En 2005, une expérience d’introduction massive de l’enseignement des langues nationales dans les curricula scolaires ne semble pas avoir porté ses fruits ; nous resterons cependant prudent sur cette question, n’ayant pas eu l’opportunité de disposer d’un document d’évaluation.
Par la suite, jusqu’en 2016 de nombreux textes législatifs (lois, décrets, arrêtés) ainsi que des programmes et projets sont venus compléter le dispositif institutionnel pour faire de l’alphabétisation et des langues nationales « des leviers essentiels et incontournables dans la prise en charge du développement économique et social de la nation » selon les termes mêmes du compte rendu du Conseil des Ministres (tels que repris par l’Avant Projet d’Avis de la Commission de la Jeunesse, de l’Education, de a Formation, de l’Emploi et du Travail du CESE, dans le rapport de sa session ordinaire de 2017).
Au vu de tant d’initiatives individuelles, associatives, institutionnelles et étatiques, on serait en droit de se demander : « Mais pourquoi donc le ‘sur-place’ ? Pourquoi nos langues nationales peinent-elles à prendre leur essor et à jouer le rôle qui est véritablement le leur dans la vie publique, économique, sociale, culturelle et politique de notre pays ? »
Il faudrait sans doute alors interroger la politique linguistique du Sénégal depuis l’avènement de notre indépendance ?
Quelle politique linguistique ?
Une constante se dégage dans la politique linguistique menée dans notre pays depuis l’aube de l’indépendance : le Sénégal s’est toujours considéré et continue de se considérer comme un pays francophone.
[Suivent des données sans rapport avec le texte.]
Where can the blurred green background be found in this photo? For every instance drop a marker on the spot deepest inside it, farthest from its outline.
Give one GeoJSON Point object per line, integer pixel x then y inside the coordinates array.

Politique matérialisée par la disposition constitutionnelle déjà évoquée qui fait du français la langue officielle du pays dès les années 60, les différentes réformes constitutionnelles se faisant toujours fort de reprendre la dite disposition comme un dogme immuable.
Cette politique est en droite ligne de celle de la période coloniale en AOF, où l’arrêté du 22 août 1945 (produit de la Conférence de Brazzaville) confirme que l’enseignement primaire « a pour objet essentiel d’agir sur les populations africaines en vue de diriger et d’accélérer leur évolution (et) est donné uniquement en français ».
Une telle conception justifiait l’utilisation du « symbole » pour interdire l’usage des langues maternelles dans la cour de l’école. Y’a-t-il eu, à travers nos différents gouvernants, une volonté réelle de briser cette chaîne ? Question, nous semble-t-il, légitime à se poser.
Pourtant nous sommes aujourd’hui dans le Sénégal indépendant, un pays dont la population est composée des principales ethnies que sont : les Wolofs (40 %), les Al-Poulars (26 %), les Sérères (10,5 %) et les Mandingues (9,8 %), chacune d’elles disposant naturellement de sa propre langue.
Et on est bien obligé de constater qu’après 300 ans de colonisation française, sans parler de sa présence déjà lors la période de la Traite négrière, la langue française n’est parlée que par une minorité qui n’atteint pas 20 % de la population. A titre de comparaison, en Côte d’Ivoire où on recense 68 ethnies, près de 68,6% de la population comprennent et parlent le français ; dans ce pays il existe même un « français populaire ivoirien ».
En outre, le Sénégal a l’opportunité de connaitre une langue véhiculaire largement dominante, le wolof parlé par près de 85 % de la population.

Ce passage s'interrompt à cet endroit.